I need to concatenate the files by hourly intervals; so for example, in directory1 there are 1920 clips, and I need to move files in each hourly interval into a separate directory – so effectively, there will be x number of new subdirectories for directory1 where x is the number of hourly intervals that are present in directory1 (i.e. directory1_00-01 for all the files in directory1 that were recorded between 00am and 01am, directory1_01-02 for all the files in directory1 that were recorded between 01am and 02am, etc. and if there were 6 hour intervals in directory1, I will need 6 subdirectories, one for each hour interval). I need to have these separate directories because it’s the only way I’ve figured out how to concatenate .WAV files together (see Script 2). The concatenated files should also be in a separate directory to contain all stitched files for directory1.
Currently, I’m doing everything manually using two python scripts and it’s getting extremely cumbersome since I’m physically changing the numbers and intervals for every hour (silly, I know):
Script 1 (to move all files in an hour into another directory; in this particular bit of code, I'm finding all the clips between 01am and 02am and moving them to the subdirectory within directory1 so that the subdirectory only contains files from 01am to 02am):
import os
import shutil
origin = r'PATH/TO/DIRECTORY1’
destination = r'PATH/TO/DIRECTORY1/DIRECTORY1_01-02'
startswith_ = '01'
[os.rename(os.path.join(origin,i), os.path.join(destination, i)) for i in os.listdir(origin) if i.startswith(startswith_)]
Script 2 (to concatenate all files in the folder and writing the output to another directory; in this particular bit of code, I'm in the subdirectory from Script 1, concatenating all the files within it, and saving the output file "directory1_01-02.WAV" in another subdirectory of directory1 called "directory1_concatenated"):
import os
import glob
import ffmpeg
from pydub import AudioSegment
os.chdir("PATH/TO/DIRECTORY1/DIRECTORY1_01-02'")
wav_segments = [AudioSegment.from_wav(wav_file) for wav_file in glob.glob("*.wav")]
combined = AudioSegment.empty()
for clip in wav_segments:
combined += clip
combined.export(‘PATH/TO/DIRECTORY1/DIRECTORY1_CONCATENATED/DIRECTORY1_01-02.WAV', format = “wav)

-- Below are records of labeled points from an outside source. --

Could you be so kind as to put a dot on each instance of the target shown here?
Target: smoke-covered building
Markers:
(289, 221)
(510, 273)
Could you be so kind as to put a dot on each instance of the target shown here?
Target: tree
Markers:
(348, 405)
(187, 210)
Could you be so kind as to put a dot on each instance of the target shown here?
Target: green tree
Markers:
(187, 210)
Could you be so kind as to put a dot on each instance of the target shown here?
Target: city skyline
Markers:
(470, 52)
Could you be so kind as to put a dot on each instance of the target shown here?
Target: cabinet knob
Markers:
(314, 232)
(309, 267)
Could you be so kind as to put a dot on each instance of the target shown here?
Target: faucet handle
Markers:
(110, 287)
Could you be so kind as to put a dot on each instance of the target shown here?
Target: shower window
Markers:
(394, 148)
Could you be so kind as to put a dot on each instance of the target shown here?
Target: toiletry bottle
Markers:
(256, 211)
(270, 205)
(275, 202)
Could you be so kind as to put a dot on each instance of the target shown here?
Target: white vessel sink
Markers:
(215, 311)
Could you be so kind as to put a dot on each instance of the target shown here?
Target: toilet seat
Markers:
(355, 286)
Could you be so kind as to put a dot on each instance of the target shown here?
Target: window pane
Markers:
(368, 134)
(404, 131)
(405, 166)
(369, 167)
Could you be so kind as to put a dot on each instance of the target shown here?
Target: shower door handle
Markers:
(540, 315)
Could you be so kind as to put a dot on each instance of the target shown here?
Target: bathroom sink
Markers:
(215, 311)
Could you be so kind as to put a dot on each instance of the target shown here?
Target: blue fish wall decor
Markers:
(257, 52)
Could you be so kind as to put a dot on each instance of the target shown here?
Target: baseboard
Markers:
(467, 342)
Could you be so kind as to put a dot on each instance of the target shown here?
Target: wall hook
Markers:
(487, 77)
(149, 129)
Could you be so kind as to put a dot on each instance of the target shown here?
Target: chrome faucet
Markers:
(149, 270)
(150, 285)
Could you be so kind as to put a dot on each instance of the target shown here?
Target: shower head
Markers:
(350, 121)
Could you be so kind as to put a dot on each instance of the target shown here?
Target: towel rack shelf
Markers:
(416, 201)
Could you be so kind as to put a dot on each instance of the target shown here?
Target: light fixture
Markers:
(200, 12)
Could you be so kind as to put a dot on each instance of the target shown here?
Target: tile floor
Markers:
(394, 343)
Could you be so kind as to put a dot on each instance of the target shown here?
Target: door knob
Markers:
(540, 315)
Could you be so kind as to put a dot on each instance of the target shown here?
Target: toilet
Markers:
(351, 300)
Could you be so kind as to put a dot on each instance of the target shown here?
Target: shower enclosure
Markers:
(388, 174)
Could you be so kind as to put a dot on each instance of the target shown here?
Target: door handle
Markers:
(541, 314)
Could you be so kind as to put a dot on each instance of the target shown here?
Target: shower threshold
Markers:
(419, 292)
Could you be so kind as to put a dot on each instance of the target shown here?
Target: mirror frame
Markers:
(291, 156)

The idea is that by the end of it, "directory1_concatenated" should contain all the concatenated files from each hour interval within directory1.
Can anyone please help me somehow automate this process so I don’t have to do it manually for all 207 directories? Feel free to ask any questions about the process just in case I haven't explained myself very well (sorry!).
Edit: Figured out how to automate Script 1 to run thanks to the os.walk suggestions :) Now I have a follow-up question about Script 2. How do you increment the saved files so that they're numbered? When I try the following, I get an "invalid syntax" error.
rootdir = 'PATH/TO/DIRECTORY1'
for root, dirs, files in os.walk(rootdir):
for i in dirs:
wav_segments = [AudioSegment.from_wav(wav_file) for wav_file in glob.glob("*.wav")]
combined = AudioSegment.empty()
for clip in wav_segments:
combined += clip
combined.export("PATH/TO/DIRECTORY1/DIRECTORY1_CONCATENATED/DIRECTORY1_%s.wav", format = "wav", % i)
i++
I've been reading some other stack overflow questions but they all seem to deal with specific files? Or maybe I'm just not understanding os.walk fully yet - sorry, beginner here.